New Year's Resolutions

     My New Year's resolution is basically the same every year. It is always to be happy with who I am, but to not be content or settle, because I can improve myself in ways that help me function as a person and in ways that help my family. Included on the list are "mini resolutions,' such as more study, meditation, and prayer. Others are connected to health; being more active, and eating more whole foods. One thing my journey with my sweet little Eli has taught me is that the body dictates how the mind feels and functions. Taking care of Eli requires constant strategy for behavior plans, memory for all the daily supplements, and mental endurance for all the "why" questions! (He seems to currently be going through the question asking stage he largely missed when he was 4.)

Good and Easy Eats E-book
     As far as the health resolutions go, I have already loaded up on some valuable tools. One is Zumba for the Wii. The other is an ebook that I came across by Kim Wilson called, "Good and Easy Eats." This book is unique in so many wonderful ways. All the recipes included are gluten free and vegan, meaning that there are no pesky dairy products that need substituting. All the recipes included focus on whole foods. Not only that, but Kim teaches you WHY whole foods are better. There are so many tools included, such as menu planning and links to online rescources. The recipes included are versitile enough that a family could eat exclusively out of this book with its simple recipes.

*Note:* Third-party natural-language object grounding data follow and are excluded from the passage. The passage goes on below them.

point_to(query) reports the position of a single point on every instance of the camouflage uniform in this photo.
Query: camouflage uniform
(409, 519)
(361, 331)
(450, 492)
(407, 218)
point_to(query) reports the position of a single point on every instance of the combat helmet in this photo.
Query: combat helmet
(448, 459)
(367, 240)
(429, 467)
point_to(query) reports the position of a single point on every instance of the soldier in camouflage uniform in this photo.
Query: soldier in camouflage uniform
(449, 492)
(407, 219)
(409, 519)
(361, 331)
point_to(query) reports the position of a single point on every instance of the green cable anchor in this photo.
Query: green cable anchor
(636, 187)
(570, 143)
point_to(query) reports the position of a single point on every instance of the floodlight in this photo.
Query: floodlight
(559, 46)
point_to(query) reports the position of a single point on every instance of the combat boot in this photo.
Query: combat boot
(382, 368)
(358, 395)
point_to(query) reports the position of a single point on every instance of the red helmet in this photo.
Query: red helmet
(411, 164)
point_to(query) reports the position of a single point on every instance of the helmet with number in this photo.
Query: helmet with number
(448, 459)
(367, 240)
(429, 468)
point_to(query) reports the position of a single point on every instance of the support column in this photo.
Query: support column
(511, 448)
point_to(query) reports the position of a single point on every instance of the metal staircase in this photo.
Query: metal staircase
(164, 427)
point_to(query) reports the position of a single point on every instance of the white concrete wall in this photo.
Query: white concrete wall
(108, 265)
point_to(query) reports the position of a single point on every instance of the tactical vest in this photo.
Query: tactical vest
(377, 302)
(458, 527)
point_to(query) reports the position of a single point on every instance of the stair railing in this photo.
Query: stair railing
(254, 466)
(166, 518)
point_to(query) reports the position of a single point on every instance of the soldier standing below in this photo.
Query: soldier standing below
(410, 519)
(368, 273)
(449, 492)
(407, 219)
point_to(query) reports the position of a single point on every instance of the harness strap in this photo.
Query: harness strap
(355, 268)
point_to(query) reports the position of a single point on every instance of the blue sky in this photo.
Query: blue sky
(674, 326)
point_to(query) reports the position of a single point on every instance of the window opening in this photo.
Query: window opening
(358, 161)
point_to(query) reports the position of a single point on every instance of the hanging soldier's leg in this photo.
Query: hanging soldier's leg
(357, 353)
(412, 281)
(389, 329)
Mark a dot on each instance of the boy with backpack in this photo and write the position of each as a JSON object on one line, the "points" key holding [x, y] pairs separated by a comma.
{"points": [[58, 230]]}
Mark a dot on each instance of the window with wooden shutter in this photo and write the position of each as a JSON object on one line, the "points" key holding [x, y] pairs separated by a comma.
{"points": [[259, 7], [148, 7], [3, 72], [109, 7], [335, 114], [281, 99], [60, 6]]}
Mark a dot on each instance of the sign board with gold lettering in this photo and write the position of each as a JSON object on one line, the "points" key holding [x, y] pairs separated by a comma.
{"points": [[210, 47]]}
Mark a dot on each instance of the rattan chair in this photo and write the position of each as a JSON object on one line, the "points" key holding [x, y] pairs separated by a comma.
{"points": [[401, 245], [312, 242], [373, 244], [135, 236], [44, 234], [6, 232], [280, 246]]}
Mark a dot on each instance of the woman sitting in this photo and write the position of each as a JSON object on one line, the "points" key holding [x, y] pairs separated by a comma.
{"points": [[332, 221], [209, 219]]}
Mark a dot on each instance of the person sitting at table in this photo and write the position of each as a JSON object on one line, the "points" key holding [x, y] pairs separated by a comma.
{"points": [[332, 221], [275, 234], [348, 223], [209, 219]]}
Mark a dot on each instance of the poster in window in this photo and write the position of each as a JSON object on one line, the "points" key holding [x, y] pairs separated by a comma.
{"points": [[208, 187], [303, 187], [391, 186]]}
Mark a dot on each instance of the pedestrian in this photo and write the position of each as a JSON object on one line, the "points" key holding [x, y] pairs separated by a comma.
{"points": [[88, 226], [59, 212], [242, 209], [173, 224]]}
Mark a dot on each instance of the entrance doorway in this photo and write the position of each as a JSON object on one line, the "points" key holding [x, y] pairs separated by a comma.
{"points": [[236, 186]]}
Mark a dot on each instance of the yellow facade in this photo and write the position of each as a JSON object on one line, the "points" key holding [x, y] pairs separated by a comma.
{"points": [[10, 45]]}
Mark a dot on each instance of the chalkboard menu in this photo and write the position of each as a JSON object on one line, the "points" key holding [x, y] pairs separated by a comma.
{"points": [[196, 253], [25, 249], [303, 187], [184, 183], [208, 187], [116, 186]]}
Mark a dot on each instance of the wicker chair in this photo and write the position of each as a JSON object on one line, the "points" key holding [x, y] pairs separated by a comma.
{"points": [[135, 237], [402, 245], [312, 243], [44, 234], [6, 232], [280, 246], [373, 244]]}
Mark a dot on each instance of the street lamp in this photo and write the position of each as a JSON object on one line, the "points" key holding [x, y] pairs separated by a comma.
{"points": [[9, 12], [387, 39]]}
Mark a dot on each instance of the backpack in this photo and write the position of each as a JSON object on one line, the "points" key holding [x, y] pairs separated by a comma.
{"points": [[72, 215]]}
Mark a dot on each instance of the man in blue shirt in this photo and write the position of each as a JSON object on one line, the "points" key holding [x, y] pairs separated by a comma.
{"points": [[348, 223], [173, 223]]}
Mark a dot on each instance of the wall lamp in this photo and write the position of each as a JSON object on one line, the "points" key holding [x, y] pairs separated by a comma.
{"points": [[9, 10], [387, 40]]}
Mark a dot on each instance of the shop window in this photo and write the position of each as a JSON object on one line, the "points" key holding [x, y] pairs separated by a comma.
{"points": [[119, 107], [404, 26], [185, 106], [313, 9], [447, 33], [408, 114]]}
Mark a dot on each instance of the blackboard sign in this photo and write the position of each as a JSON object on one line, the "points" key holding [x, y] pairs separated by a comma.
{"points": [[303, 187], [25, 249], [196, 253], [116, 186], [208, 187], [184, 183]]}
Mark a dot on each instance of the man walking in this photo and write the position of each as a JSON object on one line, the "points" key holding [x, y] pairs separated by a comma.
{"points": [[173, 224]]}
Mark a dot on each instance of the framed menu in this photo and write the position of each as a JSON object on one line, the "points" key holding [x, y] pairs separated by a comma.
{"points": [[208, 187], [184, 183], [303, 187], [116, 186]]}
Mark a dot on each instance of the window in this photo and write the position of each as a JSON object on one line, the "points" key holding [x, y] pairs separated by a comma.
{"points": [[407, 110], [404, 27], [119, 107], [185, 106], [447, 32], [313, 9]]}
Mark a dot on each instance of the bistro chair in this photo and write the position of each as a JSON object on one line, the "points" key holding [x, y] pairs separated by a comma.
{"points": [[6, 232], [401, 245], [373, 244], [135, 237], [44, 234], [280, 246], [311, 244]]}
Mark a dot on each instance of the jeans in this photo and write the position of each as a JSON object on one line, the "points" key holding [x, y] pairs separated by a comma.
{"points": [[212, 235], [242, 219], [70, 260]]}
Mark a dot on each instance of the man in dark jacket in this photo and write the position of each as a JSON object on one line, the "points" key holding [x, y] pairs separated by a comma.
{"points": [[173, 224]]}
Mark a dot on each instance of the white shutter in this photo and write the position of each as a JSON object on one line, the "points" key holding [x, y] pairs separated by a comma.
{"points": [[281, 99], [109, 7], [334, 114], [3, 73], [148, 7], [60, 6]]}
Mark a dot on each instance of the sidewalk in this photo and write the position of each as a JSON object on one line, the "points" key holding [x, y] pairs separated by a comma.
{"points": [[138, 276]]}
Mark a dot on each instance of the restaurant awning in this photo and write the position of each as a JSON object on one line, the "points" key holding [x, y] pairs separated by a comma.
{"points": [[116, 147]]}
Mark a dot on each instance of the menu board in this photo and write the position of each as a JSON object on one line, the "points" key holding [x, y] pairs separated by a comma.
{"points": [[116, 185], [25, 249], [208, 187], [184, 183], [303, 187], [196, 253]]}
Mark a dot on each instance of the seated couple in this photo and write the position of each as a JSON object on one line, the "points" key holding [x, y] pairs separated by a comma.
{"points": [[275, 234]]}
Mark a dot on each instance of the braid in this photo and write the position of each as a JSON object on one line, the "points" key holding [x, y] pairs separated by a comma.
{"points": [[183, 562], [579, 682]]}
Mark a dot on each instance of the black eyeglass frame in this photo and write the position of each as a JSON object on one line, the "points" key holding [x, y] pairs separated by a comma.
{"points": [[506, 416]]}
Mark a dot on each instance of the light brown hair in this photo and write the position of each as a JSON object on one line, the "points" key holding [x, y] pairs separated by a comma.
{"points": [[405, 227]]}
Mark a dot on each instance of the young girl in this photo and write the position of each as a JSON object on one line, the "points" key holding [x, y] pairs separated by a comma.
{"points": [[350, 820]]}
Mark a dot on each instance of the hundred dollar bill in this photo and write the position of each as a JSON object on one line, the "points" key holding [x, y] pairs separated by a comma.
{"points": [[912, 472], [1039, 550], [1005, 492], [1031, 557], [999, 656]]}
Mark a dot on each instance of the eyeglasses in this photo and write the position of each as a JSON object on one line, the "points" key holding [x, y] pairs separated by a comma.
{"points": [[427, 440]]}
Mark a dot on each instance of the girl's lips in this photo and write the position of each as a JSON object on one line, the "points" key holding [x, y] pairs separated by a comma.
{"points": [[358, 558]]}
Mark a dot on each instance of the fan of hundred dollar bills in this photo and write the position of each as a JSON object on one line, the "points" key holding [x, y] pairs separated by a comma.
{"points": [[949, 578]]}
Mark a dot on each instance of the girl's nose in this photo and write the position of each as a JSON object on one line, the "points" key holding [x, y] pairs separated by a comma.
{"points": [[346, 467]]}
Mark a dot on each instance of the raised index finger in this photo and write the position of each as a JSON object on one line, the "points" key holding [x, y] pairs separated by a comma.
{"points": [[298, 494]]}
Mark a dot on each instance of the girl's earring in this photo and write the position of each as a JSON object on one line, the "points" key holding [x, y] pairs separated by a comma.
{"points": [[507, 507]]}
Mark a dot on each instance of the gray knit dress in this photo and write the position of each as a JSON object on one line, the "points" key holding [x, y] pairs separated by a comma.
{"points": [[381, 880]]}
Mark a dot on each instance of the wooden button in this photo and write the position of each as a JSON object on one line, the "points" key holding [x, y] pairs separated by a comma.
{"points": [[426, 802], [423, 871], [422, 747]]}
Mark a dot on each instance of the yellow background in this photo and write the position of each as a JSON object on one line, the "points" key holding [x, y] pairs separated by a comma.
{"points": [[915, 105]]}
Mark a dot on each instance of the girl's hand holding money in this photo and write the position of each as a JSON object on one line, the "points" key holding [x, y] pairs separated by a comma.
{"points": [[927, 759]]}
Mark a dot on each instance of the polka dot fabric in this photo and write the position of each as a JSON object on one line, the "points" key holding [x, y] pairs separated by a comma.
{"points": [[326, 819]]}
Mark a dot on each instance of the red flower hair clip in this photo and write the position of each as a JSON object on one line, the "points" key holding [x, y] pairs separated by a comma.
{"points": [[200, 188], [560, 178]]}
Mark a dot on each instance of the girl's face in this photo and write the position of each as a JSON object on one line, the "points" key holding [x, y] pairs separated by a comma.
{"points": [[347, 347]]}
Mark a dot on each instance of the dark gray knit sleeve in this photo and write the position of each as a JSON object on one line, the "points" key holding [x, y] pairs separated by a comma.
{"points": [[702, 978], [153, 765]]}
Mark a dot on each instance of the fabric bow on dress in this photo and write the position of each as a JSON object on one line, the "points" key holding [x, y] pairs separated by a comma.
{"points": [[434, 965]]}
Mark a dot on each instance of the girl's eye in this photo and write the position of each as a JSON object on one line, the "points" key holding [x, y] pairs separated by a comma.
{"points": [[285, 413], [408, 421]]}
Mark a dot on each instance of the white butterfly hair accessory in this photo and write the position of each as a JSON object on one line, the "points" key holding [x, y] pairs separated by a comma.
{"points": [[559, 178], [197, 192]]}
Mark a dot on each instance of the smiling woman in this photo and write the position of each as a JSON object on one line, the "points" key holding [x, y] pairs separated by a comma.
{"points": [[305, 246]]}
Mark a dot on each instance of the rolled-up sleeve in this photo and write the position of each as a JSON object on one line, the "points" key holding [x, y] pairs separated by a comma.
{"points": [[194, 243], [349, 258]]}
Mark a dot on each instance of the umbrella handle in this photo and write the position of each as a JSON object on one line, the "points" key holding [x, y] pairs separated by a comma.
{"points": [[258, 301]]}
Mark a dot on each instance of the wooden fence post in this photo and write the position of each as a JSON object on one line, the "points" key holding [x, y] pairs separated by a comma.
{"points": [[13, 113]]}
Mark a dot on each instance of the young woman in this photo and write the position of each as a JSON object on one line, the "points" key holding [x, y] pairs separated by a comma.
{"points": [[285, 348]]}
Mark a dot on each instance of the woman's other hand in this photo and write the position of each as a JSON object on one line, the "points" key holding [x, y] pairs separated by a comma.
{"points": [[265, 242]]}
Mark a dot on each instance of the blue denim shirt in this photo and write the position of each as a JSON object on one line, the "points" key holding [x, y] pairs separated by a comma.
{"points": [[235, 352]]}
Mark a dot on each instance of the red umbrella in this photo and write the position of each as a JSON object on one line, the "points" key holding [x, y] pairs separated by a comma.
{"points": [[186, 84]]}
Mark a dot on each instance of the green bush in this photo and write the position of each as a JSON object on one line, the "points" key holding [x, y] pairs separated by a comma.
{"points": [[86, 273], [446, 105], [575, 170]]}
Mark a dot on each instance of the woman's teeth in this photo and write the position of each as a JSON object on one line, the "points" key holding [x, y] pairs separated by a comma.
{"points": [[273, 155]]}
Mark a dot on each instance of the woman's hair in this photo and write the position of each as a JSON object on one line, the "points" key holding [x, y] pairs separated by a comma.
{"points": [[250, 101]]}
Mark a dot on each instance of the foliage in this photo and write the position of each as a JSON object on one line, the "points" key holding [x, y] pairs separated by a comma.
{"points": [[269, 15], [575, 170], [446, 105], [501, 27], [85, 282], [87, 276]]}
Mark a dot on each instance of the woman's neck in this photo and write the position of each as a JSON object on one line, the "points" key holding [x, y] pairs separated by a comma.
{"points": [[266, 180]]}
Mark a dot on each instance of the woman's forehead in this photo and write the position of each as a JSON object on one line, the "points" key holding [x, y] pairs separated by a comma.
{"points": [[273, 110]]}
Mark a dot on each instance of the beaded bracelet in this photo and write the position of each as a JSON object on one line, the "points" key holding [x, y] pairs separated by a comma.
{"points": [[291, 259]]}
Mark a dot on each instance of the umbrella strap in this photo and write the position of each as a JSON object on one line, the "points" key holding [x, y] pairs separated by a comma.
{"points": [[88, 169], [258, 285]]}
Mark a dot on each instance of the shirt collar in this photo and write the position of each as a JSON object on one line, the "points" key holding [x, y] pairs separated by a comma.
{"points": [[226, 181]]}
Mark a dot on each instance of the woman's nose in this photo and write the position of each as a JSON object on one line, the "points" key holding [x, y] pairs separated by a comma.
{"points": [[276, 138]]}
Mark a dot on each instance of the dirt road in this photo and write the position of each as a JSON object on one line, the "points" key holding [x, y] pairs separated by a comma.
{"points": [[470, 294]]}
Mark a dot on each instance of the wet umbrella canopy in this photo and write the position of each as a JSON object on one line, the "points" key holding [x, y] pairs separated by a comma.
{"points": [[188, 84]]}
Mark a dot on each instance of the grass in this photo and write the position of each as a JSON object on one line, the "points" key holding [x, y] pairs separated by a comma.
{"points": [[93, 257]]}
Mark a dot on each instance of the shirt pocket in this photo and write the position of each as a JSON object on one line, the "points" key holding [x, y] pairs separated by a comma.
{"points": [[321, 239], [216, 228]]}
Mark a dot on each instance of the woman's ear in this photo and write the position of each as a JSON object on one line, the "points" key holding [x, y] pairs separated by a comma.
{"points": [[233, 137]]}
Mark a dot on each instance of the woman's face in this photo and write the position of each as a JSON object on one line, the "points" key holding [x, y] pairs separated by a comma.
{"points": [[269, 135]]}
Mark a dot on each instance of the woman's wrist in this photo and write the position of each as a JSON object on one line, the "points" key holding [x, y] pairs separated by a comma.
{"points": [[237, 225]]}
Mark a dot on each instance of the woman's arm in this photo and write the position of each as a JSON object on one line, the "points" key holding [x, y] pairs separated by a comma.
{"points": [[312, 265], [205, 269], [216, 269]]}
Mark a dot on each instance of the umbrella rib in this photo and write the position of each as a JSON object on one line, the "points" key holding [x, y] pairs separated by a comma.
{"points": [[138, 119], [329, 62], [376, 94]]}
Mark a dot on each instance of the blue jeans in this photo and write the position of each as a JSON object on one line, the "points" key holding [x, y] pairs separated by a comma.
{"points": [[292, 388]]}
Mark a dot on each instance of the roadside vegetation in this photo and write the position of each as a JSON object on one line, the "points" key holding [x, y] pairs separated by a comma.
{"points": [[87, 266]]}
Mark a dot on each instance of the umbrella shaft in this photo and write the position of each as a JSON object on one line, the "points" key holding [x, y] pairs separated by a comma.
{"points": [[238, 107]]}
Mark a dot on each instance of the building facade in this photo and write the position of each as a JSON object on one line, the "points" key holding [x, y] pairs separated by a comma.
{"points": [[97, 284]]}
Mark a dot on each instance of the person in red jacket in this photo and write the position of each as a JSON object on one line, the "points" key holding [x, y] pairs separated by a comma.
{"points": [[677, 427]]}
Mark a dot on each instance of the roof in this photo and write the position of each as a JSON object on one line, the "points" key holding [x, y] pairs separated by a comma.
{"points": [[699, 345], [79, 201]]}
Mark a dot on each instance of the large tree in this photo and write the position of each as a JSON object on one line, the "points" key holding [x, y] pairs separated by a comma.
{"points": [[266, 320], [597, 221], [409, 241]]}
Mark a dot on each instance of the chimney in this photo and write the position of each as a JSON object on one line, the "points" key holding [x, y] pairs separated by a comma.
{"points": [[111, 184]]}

     Oh and I almost forgot to mention another reason I am loving this book: The recipes are simple! They even use minimal amounts of kitchen utilsels and dishes to prepare, which makes my life easier and my goals more attainable. I would recommend taking a look at this ebook. It is only about $5, which is not much of a risk compared to buying a hard copy and paying shipping, and then waiting for it in the mail. "Good and Easy Eats" is generally delivered to your email box within 24 hours.

I am so excited for what 2012 will bring. Good food, more peace, and more energy. WhooHoo!